Lonsdale continued to administer the Port Phillip District till 1839, when C. J. Latrobe was appointed Superintendent, or Lieutenant-Governor. In the mean time the settlement had spread so rapidly and the mass of business requiring attention was so large and complex, that it was no longer possible to govern the district from Sydney. To Latrobe was therefore entrusted a wide margin of discretion, and, as he proved himself to be an energetic and capable officer, the control of affairs was left in his hands, subject only to the general supervision of the Governor, to whom he was subordinate.

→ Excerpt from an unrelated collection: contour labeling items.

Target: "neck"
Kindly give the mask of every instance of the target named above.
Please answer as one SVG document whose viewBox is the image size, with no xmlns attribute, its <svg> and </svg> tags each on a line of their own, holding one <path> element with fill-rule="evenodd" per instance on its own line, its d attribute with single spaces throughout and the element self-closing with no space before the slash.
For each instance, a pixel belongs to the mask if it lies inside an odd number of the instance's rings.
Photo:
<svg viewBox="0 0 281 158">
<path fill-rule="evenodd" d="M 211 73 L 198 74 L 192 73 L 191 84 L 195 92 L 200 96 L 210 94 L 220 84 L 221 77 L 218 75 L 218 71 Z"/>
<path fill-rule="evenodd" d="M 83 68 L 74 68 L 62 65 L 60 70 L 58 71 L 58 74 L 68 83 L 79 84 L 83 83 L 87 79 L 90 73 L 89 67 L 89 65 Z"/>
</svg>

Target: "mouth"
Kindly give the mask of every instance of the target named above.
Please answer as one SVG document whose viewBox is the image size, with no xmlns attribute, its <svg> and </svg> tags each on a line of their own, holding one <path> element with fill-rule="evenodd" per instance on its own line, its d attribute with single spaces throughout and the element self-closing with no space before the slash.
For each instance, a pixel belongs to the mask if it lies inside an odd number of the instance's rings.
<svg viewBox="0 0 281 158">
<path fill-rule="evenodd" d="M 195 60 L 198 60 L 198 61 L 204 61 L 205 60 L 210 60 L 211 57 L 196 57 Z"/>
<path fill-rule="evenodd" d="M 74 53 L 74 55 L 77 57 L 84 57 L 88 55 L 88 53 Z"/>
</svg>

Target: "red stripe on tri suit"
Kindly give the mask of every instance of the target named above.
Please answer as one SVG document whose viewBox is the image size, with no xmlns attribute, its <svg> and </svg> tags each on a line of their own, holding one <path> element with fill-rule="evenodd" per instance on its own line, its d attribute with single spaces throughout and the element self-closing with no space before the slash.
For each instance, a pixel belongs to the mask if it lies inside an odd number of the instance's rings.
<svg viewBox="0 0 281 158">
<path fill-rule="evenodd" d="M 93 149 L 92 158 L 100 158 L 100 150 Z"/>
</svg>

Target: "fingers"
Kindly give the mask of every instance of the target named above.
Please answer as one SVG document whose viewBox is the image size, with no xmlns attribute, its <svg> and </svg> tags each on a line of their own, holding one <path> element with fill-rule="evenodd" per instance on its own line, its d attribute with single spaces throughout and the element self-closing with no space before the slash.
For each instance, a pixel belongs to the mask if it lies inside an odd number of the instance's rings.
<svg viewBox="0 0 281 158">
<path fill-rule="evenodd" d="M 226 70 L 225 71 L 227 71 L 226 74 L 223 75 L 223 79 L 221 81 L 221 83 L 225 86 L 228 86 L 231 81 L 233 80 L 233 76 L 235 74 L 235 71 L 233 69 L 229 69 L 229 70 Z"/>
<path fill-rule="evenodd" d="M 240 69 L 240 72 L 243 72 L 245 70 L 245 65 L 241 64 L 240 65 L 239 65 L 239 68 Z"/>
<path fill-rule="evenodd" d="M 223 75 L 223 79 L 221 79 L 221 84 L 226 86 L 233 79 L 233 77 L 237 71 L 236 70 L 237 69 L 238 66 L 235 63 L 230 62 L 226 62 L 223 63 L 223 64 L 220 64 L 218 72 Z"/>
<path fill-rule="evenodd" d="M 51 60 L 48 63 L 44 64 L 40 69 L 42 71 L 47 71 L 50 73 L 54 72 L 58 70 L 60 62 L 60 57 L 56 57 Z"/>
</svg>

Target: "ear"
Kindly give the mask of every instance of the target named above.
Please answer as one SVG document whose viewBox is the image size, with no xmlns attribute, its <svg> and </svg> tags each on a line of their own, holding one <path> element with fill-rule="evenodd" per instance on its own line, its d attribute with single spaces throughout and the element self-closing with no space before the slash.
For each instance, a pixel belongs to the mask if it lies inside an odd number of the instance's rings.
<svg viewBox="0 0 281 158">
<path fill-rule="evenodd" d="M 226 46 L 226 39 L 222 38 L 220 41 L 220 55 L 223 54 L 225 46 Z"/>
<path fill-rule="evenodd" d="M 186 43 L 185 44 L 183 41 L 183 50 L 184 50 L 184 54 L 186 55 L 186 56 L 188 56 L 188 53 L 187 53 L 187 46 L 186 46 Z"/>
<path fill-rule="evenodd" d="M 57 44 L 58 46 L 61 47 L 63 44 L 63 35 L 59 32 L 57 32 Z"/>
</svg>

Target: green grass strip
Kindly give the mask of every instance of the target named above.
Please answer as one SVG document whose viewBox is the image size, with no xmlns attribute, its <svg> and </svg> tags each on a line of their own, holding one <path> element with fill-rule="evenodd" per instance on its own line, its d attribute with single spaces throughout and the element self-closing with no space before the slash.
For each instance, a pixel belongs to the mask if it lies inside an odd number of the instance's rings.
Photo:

The claims based by Batman on his 'treaty' with the eight 'chiefs' were of course not recognized. The lands of Port Phillip were placed under the same regulations as affected the remainder of the territory of New South Wales, and will be more particularly considered in Chapter XVI. The Port Phillip Association pressed its case very pertinaciously, and at length the Government of New South Wales agreed to recognize its pioneering work to the value of 7,000 pounds, to be paid in land. Accordingly, in February 1838, an agent of the company attended a land sale, and bought 9,500 acres near Geelong for 7,919 pounds, of which 7,000 pounds was remitted by the Government.

Batman himself did not live long in the country to which he had come in such strange circumstances. He died in 1839. It cannot be said that he was generously treated. Even his little house and garden of twenty acres close to the Melbourne township were taken away from his widow, the Government merely allowing the building material to be removed from the ground 'as an indulgence.' The day of free land grants was gone. But Batman, whatever amusement may be derived from his treaty, had done enterprising and courageous work, and he was personally an estimable man. There were ex-convicts across the Murray enjoying enormous incomes through the mere good luck that they had come to the country at a time when land was easily obtained, and had grown rich in consequence of the rise in values created by the growth of population. By contrast this genuine pioneer of settlement was shabbily handled. He did not happen to be one of fortune's favourites, and the haughty frown of authority was turned more severely on him, perhaps, because he had forced the road for advancing settlement in spite of official disapproval.

In pursuance of the same policy, the Hentys of Portland were not permitted to hold unquestioned the land upon which they had settled in 1834; though after much correspondence they were awarded compensation to the value of 1,750 pounds. The pioneers were certainly not treated liberally by the Government.